Copy function transfers data fromSource Slicecopy toTarget Slice. It returns the number of elements copied.

Example

func main() {
    dst := []int{1, 2, 3}
    src := []int{4, 5, 6, 7, 8}
    n := copy(dst, src)

    fmt.Printf("dst: %v, n: %d", dst, n)
}

The copy function supports copying between Slices of different lengths. if the lengths are inconsistent, the copy will be made according to the minimum number of slice elements.

So how does this behavior of copying complete in the source code? Let’s look at the implementation of the source code together, as follows:

func slicecopy(to, fm slice, width uintptr) int {
    if fm.len == 0 || to.len == 0 {
        return 0
    }

    n := fm.len
    if to.len < n {
        n = to.len
    }

    if width == 0 {
        return n
    }

    ...

    size := uintptr(n) * width
    if size == 1 {
        *(*byte)(to.array) = *(*byte)(fm.array) // known to be a byte pointer
    } else {
        memmove(to.array, fm.array, size)
    }
    return n
}
  • If the source Slice or the target Slice has a length of 0, it will directly return 0 (because there is no need to perform replication at all)
  • The minimum Slice length is obtained by comparing two slices. Which is convenient for subsequent operation.
  • If Slice has only one element, the pointer’s characteristics are directly used for conversion.
  • If Slice is greater than one element, then fromfm.arrayCopysizeBytes toto.arrayAt the address of (overwrites the original value)

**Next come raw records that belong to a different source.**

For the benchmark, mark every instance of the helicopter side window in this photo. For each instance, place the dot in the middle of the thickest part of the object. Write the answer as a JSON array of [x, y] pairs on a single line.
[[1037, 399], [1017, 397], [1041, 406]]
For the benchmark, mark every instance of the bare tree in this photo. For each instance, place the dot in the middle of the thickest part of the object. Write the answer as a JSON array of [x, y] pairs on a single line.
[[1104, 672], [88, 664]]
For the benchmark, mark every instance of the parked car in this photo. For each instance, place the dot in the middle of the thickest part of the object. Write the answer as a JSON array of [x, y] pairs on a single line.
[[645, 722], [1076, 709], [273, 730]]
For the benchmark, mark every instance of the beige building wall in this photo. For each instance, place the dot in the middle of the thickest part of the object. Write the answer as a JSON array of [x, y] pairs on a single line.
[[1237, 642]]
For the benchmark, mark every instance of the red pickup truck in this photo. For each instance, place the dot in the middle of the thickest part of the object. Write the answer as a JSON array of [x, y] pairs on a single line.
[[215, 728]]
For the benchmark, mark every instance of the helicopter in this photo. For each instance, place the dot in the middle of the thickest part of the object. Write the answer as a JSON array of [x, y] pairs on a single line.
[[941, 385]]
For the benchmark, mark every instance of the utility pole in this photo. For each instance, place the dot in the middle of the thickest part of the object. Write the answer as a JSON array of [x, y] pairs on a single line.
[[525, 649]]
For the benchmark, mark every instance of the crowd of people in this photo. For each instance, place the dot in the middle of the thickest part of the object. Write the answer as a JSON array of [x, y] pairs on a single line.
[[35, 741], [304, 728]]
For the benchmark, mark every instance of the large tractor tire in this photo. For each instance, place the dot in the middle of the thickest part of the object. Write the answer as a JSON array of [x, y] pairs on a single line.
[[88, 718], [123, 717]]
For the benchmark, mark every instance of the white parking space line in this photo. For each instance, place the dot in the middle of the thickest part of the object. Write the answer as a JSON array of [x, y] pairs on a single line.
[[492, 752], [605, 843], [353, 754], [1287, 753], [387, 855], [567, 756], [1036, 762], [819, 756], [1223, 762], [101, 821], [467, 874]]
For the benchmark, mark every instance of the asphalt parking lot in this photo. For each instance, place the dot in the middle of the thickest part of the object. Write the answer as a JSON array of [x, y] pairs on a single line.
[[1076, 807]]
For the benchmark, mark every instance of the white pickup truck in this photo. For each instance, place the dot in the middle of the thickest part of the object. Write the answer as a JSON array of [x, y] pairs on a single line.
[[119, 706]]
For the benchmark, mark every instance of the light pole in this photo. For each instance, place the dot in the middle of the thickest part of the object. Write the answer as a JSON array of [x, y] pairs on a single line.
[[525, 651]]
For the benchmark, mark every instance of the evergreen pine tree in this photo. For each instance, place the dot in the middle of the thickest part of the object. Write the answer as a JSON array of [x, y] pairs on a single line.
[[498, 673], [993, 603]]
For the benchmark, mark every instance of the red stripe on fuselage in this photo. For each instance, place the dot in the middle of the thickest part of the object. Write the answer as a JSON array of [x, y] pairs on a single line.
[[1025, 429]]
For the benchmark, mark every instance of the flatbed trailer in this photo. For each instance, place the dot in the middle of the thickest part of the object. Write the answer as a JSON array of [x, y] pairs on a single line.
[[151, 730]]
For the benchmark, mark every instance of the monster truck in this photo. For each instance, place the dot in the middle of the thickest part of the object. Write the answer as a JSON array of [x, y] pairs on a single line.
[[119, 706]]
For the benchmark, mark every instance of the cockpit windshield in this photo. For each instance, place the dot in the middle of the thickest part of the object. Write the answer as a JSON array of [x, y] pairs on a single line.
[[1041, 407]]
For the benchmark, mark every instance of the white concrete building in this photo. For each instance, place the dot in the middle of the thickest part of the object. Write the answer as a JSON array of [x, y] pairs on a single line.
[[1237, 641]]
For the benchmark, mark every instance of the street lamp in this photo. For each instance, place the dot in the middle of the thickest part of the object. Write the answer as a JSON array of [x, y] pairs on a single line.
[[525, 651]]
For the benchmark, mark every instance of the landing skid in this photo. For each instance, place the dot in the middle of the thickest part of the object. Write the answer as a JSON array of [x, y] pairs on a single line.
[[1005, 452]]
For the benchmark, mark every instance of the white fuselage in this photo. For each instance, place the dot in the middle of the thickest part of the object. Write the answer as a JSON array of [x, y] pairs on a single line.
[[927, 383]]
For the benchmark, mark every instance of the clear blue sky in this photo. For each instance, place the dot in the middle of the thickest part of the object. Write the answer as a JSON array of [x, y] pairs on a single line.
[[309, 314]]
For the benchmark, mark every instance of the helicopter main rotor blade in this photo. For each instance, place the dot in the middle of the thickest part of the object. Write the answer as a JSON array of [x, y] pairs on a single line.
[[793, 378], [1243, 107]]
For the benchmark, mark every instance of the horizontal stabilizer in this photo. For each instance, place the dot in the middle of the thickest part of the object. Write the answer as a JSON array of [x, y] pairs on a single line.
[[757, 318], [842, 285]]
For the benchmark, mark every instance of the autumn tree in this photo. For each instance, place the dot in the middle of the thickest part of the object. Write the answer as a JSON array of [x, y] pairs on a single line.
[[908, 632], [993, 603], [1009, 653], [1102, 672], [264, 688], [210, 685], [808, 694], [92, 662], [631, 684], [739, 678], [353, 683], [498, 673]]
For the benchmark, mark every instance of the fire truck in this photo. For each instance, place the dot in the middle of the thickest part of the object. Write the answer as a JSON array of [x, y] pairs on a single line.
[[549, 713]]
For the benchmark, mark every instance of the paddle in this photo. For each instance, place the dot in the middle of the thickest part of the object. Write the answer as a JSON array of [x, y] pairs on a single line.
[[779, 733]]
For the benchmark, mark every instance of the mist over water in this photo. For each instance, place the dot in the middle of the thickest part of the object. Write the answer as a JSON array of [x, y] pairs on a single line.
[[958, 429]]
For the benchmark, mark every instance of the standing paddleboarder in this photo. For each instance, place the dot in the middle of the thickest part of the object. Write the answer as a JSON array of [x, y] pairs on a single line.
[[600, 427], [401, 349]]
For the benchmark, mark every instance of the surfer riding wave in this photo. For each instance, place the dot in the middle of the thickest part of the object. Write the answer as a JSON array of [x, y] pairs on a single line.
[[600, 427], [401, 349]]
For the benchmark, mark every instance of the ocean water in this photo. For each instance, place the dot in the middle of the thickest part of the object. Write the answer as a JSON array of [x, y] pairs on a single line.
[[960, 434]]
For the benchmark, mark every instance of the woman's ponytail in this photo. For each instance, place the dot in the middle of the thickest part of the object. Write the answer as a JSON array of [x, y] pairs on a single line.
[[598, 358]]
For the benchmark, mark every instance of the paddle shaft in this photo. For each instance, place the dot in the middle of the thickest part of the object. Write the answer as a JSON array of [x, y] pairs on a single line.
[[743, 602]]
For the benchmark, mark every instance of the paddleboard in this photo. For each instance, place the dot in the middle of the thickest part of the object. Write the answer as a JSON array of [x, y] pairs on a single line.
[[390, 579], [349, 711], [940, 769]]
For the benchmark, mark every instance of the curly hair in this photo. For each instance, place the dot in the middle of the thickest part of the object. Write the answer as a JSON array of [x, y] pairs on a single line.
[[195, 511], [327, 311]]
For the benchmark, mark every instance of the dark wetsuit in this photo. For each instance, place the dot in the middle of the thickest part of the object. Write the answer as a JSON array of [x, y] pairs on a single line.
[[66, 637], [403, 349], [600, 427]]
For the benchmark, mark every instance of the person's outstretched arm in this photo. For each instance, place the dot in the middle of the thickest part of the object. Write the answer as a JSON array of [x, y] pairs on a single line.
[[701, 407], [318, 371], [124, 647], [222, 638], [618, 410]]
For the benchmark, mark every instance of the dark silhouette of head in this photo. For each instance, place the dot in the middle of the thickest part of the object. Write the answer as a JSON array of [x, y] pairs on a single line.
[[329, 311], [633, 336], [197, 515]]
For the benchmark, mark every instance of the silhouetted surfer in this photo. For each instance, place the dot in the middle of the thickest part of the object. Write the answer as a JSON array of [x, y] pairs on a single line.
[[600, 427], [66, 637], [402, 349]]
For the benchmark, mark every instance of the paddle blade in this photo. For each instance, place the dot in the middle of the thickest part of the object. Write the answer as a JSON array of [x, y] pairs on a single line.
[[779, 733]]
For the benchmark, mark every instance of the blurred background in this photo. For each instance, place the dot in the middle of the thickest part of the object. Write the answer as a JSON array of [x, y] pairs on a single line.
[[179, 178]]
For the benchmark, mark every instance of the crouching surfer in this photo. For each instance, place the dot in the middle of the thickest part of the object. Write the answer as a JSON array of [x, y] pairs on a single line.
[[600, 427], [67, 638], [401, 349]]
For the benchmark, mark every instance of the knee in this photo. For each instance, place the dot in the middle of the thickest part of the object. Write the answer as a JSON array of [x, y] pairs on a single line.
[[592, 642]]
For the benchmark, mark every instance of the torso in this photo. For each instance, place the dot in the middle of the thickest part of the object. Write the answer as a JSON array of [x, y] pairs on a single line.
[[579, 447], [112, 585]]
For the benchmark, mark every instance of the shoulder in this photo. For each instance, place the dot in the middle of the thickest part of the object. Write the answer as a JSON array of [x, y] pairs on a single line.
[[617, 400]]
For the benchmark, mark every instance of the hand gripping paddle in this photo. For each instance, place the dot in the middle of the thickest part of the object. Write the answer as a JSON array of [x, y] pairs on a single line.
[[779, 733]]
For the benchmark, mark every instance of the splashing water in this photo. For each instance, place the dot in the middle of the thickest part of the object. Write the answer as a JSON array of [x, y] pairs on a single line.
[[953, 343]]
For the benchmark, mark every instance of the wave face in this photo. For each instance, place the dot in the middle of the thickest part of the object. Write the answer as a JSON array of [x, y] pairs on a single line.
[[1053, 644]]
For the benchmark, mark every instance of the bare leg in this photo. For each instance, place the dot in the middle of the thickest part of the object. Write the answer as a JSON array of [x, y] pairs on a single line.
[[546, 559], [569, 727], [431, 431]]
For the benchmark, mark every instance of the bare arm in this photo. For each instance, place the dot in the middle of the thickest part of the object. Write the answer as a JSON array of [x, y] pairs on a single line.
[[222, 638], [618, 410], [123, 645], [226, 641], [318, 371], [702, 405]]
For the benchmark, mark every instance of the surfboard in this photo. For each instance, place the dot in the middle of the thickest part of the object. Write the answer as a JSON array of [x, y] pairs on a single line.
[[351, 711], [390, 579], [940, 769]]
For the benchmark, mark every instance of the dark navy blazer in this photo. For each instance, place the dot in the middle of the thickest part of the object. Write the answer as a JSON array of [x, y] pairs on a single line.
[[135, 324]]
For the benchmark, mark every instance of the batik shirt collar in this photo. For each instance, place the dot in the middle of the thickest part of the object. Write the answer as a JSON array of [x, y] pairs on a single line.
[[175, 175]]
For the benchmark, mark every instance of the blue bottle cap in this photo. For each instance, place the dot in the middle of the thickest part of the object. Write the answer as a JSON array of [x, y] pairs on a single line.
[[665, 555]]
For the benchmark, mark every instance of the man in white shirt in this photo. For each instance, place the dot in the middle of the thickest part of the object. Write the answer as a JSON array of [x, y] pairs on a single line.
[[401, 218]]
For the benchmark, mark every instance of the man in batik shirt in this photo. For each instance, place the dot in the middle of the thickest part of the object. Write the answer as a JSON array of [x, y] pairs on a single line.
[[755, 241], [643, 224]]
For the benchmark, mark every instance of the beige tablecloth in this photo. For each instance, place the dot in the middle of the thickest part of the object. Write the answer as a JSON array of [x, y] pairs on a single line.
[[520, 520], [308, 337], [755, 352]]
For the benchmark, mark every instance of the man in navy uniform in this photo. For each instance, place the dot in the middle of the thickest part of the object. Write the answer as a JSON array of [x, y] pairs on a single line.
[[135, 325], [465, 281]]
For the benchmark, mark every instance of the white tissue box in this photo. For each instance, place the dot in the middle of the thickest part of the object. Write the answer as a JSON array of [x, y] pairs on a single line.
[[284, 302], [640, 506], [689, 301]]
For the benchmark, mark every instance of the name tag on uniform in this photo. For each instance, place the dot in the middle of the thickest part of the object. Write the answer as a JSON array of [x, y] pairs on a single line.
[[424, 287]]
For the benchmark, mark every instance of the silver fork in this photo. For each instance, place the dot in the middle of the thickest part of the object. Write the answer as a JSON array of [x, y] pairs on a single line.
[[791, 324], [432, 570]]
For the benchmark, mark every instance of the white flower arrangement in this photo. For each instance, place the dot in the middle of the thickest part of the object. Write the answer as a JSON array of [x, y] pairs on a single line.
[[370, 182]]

Initialization of “Strange”

There are two legends circulating in Slice, namely Empty and Nil Slice. next let’s look at their small differences.

Empty

func main() {
    nums := []int{}
    renums := make([]int, 0)
    
    fmt.Printf("nums: %v, len: %d, cap: %d\n", nums, len(nums), cap(nums))
    fmt.Printf("renums: %v, len: %d, cap: %d\n", renums, len(renums), cap(renums))
}

Output results:

nums: [], len: 0, cap: 0
renums: [], len: 0, cap: 0

Nil

func main() {
    var nums []int
}

Output results:

nums: [], len: 0, cap: 0

Think about it.

At first glance, emptysice and Nil Slice look exactly the same? Both len and cap are 0. Doesn’t seem to make any difference? Let’s look at the following code:

func main() {
    var nums []int
    renums := make([]int, 0)
    if nums == nil {
        fmt.Println("nums is nil.")
    }
    if renums == nil {
        fmt.Println("renums is nil.")
    }
}

What do you think is the output? As you may have thought, the final output:

nums is nil.

Why?

Empty

image

Nil

image

As can be seen from the diagram, there is an essential difference between the two. The pointers to the underlying arrays are different. nil Slice refers to Nil, and Empty Slice refers to the actual empty array address

You can think that Nil Slice refers to a nonexistent Slice and Empty Slice refers to an empty set. The meaning they represent is completely different.

Summary

According to this article, gosice is quite flexible. There is no need for you to manually expand the capacity, nor do you need to pay attention to how much you add and how much you subtract. Array is a dynamic reference and a great supplement to Go type, so it is more and more convenient to use in applications.

Although there are some “pits” to be noticed, they are actually reasonable. What do you think?